Ayşe okulun kapısında girmemiş bekliyordu ya da valizini taşıyamadığı için bizi beklemişti.

Valizlerimi sürükleye sürükleye yanına götürdüm. Konuşmakta tereddüt etsem de burada bu kızlardan başka kimim vardı ki?

"Selam" şaşkınlıkla kafasını kaldırdığında içten ama gözlerime ulaşmayacak şekilde gülümsedim.

"Selam" dedi seviyeli bir ses tonuyla.

Bir anda tabi ki can ciğer kuzu sarması olamazdık ama bir yerden en azından düşman olmamaya başlamalıydık.

"Diğerleri geldi mi?" Sorumu Ayşe'ye yöneltir yöneltmez tozu dumana katarak önümüzde siyah bir motor durdu ve havalı bir şekilde Aslı kaskını çıkarttı.

"Ne yapıyorsun kızım?

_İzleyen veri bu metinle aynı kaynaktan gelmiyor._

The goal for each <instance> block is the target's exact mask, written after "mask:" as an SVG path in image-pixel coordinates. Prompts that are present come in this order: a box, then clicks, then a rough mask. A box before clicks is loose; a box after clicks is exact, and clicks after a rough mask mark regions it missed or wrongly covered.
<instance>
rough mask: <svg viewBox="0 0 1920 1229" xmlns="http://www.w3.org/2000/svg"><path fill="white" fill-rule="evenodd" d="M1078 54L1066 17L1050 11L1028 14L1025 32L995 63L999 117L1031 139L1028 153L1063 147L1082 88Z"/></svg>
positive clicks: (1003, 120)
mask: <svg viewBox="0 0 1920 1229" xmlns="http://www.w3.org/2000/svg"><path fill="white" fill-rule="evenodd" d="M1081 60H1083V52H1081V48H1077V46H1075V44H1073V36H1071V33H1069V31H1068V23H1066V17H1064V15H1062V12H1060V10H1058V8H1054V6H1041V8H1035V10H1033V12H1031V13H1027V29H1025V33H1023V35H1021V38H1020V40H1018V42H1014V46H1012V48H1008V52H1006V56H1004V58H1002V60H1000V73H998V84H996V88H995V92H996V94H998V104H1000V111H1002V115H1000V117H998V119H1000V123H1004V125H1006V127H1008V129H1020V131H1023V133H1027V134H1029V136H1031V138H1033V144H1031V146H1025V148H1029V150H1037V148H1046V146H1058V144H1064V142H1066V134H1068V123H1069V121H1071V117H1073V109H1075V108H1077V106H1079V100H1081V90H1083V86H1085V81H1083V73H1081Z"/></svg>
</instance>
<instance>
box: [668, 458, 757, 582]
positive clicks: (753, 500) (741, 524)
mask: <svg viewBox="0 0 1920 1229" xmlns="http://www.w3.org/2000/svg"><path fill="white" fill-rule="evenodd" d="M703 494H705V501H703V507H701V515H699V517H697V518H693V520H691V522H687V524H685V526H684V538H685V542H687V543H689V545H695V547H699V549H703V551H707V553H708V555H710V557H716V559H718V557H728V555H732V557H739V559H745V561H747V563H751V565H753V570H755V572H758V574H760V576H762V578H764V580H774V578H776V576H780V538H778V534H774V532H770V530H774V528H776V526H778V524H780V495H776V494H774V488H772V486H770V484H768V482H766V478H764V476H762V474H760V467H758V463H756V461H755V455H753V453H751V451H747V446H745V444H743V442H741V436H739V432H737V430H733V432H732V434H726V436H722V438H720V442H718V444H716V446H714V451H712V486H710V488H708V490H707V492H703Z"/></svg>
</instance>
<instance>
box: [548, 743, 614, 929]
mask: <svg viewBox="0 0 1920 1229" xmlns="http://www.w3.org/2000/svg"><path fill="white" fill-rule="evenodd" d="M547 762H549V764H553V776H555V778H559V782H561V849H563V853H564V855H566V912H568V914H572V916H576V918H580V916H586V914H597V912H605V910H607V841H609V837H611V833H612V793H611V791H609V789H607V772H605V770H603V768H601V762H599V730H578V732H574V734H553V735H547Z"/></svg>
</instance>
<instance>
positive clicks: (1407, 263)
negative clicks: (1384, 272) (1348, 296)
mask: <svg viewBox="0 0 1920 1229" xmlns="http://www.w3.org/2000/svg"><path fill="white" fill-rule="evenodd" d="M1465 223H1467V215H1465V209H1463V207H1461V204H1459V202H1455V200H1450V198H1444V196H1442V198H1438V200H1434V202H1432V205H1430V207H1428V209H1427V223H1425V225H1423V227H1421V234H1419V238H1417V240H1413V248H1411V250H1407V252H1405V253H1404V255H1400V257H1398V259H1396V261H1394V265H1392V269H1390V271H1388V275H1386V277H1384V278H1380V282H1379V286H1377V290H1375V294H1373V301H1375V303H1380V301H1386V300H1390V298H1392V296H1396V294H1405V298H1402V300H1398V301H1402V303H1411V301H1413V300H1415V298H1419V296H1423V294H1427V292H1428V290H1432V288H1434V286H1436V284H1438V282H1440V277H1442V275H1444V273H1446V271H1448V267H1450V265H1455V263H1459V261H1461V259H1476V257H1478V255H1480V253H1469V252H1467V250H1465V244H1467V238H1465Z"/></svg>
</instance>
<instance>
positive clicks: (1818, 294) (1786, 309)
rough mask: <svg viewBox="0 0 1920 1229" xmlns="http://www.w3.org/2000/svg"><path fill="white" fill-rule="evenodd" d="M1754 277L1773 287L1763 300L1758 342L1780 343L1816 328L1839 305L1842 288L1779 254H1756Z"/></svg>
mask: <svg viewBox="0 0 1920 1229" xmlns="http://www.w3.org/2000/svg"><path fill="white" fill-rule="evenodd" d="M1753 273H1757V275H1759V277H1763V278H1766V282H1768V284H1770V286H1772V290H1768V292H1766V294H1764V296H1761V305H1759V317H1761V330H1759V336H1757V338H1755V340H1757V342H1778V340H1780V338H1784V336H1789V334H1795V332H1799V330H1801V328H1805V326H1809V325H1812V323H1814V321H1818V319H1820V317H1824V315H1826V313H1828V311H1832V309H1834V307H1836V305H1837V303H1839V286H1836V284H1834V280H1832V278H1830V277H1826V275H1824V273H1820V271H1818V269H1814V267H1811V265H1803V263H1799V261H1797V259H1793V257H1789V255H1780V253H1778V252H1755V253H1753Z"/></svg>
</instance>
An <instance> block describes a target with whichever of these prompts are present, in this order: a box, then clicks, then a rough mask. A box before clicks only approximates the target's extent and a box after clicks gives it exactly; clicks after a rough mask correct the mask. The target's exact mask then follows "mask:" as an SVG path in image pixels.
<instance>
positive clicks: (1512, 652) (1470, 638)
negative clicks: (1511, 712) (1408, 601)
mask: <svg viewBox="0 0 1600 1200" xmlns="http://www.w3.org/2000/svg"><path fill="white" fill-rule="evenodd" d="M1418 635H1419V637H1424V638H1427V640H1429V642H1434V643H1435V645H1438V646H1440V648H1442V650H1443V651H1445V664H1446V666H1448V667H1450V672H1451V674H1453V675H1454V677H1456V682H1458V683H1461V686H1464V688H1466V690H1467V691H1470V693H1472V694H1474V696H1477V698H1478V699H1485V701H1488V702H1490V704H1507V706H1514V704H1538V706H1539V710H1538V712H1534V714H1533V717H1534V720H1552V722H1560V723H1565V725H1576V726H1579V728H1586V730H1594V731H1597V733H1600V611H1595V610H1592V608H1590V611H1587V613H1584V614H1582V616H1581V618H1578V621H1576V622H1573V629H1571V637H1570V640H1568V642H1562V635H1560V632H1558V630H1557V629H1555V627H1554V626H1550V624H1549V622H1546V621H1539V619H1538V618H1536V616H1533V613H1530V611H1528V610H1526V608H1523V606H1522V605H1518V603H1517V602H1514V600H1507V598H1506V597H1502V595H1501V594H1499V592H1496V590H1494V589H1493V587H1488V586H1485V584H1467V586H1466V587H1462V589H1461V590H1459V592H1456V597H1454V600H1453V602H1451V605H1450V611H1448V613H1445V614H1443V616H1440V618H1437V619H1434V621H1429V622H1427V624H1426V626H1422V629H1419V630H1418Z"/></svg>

Böbreklerim kumla doldu." Diye sitem ettim Aslı'ya.

"Motor bu kızım hakkını verip kullanmayacaksak niye var?" kendisiyle gurur duyar gibi kaskını kolunun altına alıp konuşmuştu. Tekrar söylüyorum bu Aslı motoru Hüsnüyle evlenemezse kimse evlenemezdi. Bunların aşkı Leyla ile Mecnunda yoktu.

"Valizlerini ne yaptın yatılı geliyoruz buraya haberin var dimi" Ayşe küçümseyici bakışlarını Aslıya gönderirken Aslı konuştu.

"Biliyoruz herhalde buranın yarı kapalı hapishane olduğunu motorla getiremeyeceğim için İrem'in limuzinine yükledim."

"Selam kızlar, ben geldim" Ahsen bir tane battal boy valizini ve sırt çantasını çekerek buraya getiriyordu.

"Buraya kadar yürüyerek mi geldin?" Aslı inanamadığını belirten ses tonuyla bir az abartılı bir şekilde konuşmuştu.